Cyprus, Nicosia

TRNZ kritisierte Verteidigungsabkommen Zyperns mit Frankreich und EU-Politik

28.04.2026 / 13:55
Nachrichtenkategorie

Der Premierminister der TRNZ, Ünal Üstel, reagierte scharf auf die Erklärungen des Präsidenten der Republik Zypern, Nikos Christodoulides, zu einem neuen Verteidigungsabkommen mit Frankreich, das eine Ausweitung der französischen Militärpräsenz im Süden der Insel vorsieht.

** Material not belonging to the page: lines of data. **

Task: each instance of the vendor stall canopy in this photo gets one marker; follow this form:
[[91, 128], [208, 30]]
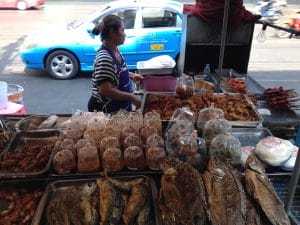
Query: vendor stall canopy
[[203, 42]]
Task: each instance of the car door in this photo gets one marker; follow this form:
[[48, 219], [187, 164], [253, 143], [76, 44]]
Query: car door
[[128, 49], [160, 33]]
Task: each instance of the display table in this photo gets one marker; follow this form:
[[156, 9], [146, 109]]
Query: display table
[[13, 109]]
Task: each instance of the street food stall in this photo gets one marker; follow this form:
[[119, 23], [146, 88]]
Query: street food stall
[[206, 156]]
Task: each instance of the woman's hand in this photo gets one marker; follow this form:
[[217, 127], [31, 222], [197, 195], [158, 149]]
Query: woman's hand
[[136, 77], [136, 101]]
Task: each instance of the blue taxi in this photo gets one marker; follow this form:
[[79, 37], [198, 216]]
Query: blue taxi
[[151, 30]]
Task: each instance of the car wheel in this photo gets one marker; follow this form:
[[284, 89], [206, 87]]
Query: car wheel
[[22, 5], [62, 65]]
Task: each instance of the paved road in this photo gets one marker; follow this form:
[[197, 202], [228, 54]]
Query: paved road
[[274, 62]]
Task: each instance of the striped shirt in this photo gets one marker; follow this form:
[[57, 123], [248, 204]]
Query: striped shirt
[[105, 70]]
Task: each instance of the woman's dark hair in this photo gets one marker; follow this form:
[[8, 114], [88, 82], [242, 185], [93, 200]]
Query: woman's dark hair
[[109, 22]]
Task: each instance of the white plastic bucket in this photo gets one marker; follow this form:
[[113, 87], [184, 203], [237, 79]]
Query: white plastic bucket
[[3, 95]]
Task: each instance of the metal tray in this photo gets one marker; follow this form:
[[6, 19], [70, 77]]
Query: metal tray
[[250, 136], [226, 74], [22, 125], [20, 186], [124, 172], [233, 123], [18, 141], [281, 186], [55, 186]]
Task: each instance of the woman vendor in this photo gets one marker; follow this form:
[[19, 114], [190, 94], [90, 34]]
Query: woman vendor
[[111, 85]]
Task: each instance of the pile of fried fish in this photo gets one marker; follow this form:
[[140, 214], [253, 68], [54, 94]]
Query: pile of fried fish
[[222, 195], [104, 202]]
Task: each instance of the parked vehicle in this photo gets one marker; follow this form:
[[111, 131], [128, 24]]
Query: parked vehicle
[[21, 4], [152, 28], [270, 10], [293, 24]]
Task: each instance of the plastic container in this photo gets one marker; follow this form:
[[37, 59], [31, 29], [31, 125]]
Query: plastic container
[[145, 70], [3, 95], [15, 93], [227, 148], [159, 83]]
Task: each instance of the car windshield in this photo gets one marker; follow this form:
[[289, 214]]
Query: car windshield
[[95, 13]]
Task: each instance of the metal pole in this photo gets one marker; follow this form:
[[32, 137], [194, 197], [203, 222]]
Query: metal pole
[[293, 184], [222, 48]]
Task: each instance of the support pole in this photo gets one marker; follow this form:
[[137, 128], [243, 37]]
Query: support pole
[[293, 184], [222, 48]]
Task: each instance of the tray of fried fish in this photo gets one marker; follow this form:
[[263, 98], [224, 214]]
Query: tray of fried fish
[[103, 200]]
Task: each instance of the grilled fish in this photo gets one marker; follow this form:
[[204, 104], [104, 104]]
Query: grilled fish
[[259, 187], [139, 195], [57, 211], [117, 210], [90, 213], [124, 185], [182, 197], [144, 215], [226, 197], [107, 197]]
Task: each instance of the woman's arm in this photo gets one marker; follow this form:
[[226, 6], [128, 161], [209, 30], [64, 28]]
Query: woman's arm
[[106, 89], [135, 77]]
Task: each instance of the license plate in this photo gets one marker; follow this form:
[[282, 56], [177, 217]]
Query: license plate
[[156, 47]]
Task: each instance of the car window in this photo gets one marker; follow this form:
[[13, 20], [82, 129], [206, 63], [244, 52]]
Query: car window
[[155, 17], [126, 15]]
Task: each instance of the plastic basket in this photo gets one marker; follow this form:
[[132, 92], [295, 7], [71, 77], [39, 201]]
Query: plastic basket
[[15, 93]]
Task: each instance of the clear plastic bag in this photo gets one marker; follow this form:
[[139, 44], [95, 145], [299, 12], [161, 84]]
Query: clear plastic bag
[[95, 135], [88, 159], [134, 158], [128, 130], [155, 157], [118, 120], [207, 114], [108, 142], [175, 130], [214, 127], [153, 119], [135, 119], [183, 113], [112, 160], [227, 148], [155, 140], [147, 131], [184, 87], [84, 142], [132, 140], [64, 162], [97, 121], [112, 130], [190, 144]]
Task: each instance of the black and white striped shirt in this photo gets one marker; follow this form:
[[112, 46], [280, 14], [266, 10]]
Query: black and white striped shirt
[[105, 70]]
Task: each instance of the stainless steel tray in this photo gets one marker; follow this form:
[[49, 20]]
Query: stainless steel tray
[[250, 136], [23, 124], [12, 193], [233, 123], [55, 186], [18, 142], [281, 186]]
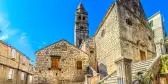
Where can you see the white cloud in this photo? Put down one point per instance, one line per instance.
(4, 37)
(6, 31)
(44, 43)
(16, 37)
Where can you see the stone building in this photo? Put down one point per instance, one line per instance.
(15, 67)
(61, 63)
(156, 23)
(122, 42)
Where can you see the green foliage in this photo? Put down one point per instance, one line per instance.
(164, 64)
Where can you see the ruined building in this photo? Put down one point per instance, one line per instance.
(122, 46)
(15, 67)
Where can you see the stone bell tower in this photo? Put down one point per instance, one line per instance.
(81, 25)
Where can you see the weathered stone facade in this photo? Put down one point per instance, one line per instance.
(81, 31)
(123, 33)
(12, 60)
(67, 71)
(156, 24)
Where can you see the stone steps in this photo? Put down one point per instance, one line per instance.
(136, 67)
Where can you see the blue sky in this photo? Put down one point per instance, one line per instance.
(29, 25)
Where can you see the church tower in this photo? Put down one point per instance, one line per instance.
(81, 25)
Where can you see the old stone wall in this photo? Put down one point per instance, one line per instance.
(7, 63)
(107, 41)
(159, 33)
(135, 35)
(89, 47)
(67, 71)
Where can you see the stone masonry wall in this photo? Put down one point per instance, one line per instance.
(89, 47)
(135, 35)
(67, 71)
(108, 47)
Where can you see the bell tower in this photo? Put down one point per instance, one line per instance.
(81, 25)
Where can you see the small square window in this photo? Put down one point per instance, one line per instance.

Laut Üstel zeugen solche Schritte sowie die von der Führung der Europäischen Union, einschließlich der Kommissionspräsidentin Ursula von der Leyen, geäußerten Positionen von einer Abkehr von einer „rationalen und ausgewogenen Politik“ in der Zypernfrage.

Er erklärte, dass die Verstärkung der Militärpräsenz im Süden Zyperns unter dem Vorwand humanitärer Zusammenarbeit faktisch Teil einer Militarisierungspolitik der Region sei. Seiner Behauptung nach könnte dies die Insel in einen „Schauplatz für internationale Streitkräfte“ verwandeln und die Spannungen verschärfen.

Üstel betonte zudem, dass Zypern in der Vergangenheit bereits mit den Folgen externer Einmischung und einer Konfrontationspolitik konfrontiert war und es inakzeptabel sei, die Wiederholung solcher Szenarien zuzulassen.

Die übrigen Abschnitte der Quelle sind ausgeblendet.